Casting back to this time last September, as children returned to school and the weather worsened, Mr Johnson warned that “in one way our position today is actually more challenging”, as daily case figures were thousands higher now.
However, he acknowledged that in many other crucial respects the nation was “incomparably better placed to fight the disease” on account of the mass vaccination programme.
Concluding that Covid-19 was “still out there” and “sadly still remains a risk”, the Prime Minister insisted it was “just not sensible” to rule out options like mandatory vaccine passports.

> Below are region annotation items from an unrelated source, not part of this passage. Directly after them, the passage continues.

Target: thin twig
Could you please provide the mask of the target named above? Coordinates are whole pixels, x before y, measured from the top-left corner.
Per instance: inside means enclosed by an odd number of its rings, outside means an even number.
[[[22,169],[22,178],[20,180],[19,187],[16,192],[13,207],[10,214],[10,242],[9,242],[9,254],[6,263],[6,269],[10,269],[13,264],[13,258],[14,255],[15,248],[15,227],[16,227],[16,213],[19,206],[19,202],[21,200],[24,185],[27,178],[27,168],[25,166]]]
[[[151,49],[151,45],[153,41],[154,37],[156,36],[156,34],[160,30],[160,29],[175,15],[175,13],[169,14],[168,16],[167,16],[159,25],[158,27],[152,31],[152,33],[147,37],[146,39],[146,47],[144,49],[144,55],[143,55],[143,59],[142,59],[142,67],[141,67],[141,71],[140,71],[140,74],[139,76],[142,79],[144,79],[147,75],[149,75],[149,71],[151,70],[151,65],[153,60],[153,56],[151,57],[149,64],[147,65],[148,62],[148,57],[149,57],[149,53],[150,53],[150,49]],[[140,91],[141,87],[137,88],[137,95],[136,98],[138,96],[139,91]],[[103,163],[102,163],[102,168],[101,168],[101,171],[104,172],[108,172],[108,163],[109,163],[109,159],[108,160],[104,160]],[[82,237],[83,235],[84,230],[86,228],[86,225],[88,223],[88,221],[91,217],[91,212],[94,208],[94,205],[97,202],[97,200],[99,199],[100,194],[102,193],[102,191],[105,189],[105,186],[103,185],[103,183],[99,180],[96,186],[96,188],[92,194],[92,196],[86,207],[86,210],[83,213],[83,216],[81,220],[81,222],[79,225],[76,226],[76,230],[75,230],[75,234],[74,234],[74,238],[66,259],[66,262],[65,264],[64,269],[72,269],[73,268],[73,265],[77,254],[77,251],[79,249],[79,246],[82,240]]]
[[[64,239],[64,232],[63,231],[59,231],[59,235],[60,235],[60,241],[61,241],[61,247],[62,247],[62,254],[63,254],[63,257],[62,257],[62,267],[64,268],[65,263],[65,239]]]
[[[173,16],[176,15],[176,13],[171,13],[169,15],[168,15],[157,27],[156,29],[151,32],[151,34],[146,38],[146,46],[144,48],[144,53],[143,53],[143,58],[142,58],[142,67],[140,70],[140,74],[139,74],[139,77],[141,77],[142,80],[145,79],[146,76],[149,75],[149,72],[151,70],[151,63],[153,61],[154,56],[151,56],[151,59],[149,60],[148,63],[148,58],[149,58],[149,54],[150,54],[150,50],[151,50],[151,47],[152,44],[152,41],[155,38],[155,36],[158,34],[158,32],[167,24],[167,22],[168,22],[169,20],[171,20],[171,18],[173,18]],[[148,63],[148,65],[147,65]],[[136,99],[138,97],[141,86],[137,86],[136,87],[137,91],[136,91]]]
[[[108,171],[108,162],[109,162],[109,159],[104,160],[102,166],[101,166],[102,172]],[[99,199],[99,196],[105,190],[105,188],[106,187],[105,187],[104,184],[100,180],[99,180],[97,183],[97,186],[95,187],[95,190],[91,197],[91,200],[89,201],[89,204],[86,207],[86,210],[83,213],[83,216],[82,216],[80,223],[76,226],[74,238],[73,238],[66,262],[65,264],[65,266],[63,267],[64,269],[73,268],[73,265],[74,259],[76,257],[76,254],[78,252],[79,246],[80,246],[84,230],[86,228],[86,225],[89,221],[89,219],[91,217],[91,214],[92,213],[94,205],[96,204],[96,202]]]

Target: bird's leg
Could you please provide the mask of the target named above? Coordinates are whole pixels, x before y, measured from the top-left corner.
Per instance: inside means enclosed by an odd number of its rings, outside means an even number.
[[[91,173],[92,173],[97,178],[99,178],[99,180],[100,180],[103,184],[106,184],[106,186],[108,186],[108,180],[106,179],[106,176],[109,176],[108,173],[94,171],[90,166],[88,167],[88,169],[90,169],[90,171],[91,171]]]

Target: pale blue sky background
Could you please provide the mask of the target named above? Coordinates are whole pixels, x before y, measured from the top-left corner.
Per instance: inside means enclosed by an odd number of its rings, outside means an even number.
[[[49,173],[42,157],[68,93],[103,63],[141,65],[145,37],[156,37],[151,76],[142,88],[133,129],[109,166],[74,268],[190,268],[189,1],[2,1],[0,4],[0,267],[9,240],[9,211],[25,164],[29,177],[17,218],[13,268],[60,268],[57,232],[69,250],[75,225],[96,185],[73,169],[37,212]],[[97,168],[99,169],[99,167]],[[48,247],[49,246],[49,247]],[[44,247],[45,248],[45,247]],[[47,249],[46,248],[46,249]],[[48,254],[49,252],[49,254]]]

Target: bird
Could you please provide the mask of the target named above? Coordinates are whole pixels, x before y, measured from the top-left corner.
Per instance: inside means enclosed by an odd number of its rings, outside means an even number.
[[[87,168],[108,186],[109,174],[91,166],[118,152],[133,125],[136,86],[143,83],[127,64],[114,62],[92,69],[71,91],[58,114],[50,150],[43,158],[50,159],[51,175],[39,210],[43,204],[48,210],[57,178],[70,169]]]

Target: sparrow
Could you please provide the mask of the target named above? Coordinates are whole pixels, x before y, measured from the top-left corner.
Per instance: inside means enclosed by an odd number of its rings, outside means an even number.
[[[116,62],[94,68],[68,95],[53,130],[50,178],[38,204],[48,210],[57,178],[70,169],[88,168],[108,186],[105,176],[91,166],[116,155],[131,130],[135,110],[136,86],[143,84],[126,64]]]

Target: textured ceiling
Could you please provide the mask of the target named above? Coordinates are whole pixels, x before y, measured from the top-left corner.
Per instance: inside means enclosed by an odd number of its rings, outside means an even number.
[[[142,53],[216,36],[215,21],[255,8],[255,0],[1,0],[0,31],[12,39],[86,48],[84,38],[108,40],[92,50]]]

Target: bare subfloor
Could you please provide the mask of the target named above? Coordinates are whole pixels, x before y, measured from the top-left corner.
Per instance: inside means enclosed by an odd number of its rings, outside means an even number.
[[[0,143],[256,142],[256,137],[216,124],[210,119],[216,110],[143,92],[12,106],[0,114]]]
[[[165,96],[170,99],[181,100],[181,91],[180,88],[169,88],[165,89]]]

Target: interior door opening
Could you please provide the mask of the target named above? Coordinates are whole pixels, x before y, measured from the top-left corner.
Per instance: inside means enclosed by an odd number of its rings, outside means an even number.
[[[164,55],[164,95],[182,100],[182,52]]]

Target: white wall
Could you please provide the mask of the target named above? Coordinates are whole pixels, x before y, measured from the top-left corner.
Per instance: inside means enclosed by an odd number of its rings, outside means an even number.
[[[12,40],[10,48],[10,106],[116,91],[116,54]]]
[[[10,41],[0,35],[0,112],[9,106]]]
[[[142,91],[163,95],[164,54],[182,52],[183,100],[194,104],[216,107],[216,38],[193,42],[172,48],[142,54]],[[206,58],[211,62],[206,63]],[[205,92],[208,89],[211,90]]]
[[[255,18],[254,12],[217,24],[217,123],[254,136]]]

Under the Cabinet Office blueprint, the passports would only certify the double vaccinated, removing the current option to produce a negative test or prove natural immunity through antibodies.
Plan B restrictions
The Government said that under “Plan B” they would be introduced for nightclubs, indoor venues with 500 or more attendees, or outdoor venues with 4,000 or more people, although a wider rollout was not ruled out.
Highlighting that 200 venues and events had already introduced Covid-19 certification voluntarily, Mr Johnson framed vaccine passports as a “game changer” and an “important part of our repertoire” that could help businesses remain open instead of being shut down again if Covid-19 surges.
The announcement provoked a furious backlash from the hospitality industry.
Kate Nicholls, the chief executive of UKHospitality, cautioned that the Plan B measures would have a “significant and drastic impacts on the sector”, which had been “hit hardest” by previous lockdowns.
She derided vaccine passports as “logistically unworkable and with questionable effectiveness”, and said they would have a “devastating effect” on nightclubs and large-scale events.
The return of guidance for people to work from home orders would also have a “significant impact” on our city and town centres, Ms Nicholls said.
Under Plan B, masks would return as a legal requirement, with the Government deciding which settings would be included nearer the time.
The Cabinet Office blueprint acknowledged that reintroducing the guidance to work from home would cause more disruption and hit the economy and some businesses harder than the other Plan B interventions, so “a final decision would be made based on the data at the time”.
Prof Whitty said the absolute numbers going into hospital, a “very rapid increase” in the rate, and the overall state of the NHS would be factors influencing a move to tougher restrictions, however.